Mechanistic Permutability: Match Features Across Layers
Nikita Balagansky, Ian Maksimov, Daniil Gavrilov
2024-10-14

Summary
This paper introduces SAE Match, a new method for aligning features extracted from different layers of deep neural networks to better understand how these features evolve.
What's the problem?
In deep learning, understanding how features (the important patterns that models learn) change as they move through layers of a neural network is challenging. Existing methods struggle because features can mean different things at different layers (polysemanticity) and can overlap in complex ways (feature superposition). This makes it hard to compare and align features across layers.
What's the solution?
SAE Match addresses this problem by using Sparse Autoencoders (SAEs) to extract features from each layer and then aligning these features across layers. The method works by minimizing the differences between the features of adjacent layers, taking into account how the scales of these features might differ. This allows for a clearer understanding of how features develop and change as they pass through the network.
Why it matters?
This research is important because it advances our understanding of how deep neural networks operate. By providing a way to align and interpret features across layers, SAE Match can help researchers and developers improve model designs and enhance mechanistic interpretability, making AI systems more transparent and reliable.
Abstract
Understanding how features evolve across layers in deep neural networks is a fundamental challenge in mechanistic interpretability, particularly due to polysemanticity and feature superposition. While Sparse Autoencoders (SAEs) have been used to extract interpretable features from individual layers, aligning these features across layers has remained an open problem. In this paper, we introduce SAE Match, a novel, data-free method for aligning SAE features across different layers of a neural network.

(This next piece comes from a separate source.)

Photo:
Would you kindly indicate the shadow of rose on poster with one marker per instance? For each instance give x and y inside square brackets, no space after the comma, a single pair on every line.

Our approach involves matching features by minimizing the mean squared error between the folded parameters of SAEs, a technique that incorporates activation thresholds into the encoder and decoder weights to account for differences in feature scales. Through extensive experiments on the Gemma 2 language model, we demonstrate that our method effectively captures feature evolution across layers, improving feature matching quality. We also show that features persist over several layers and that our approach can approximate hidden states across layers. Our work advances the understanding of feature dynamics in neural networks and provides a new tool for mechanistic interpretability studies.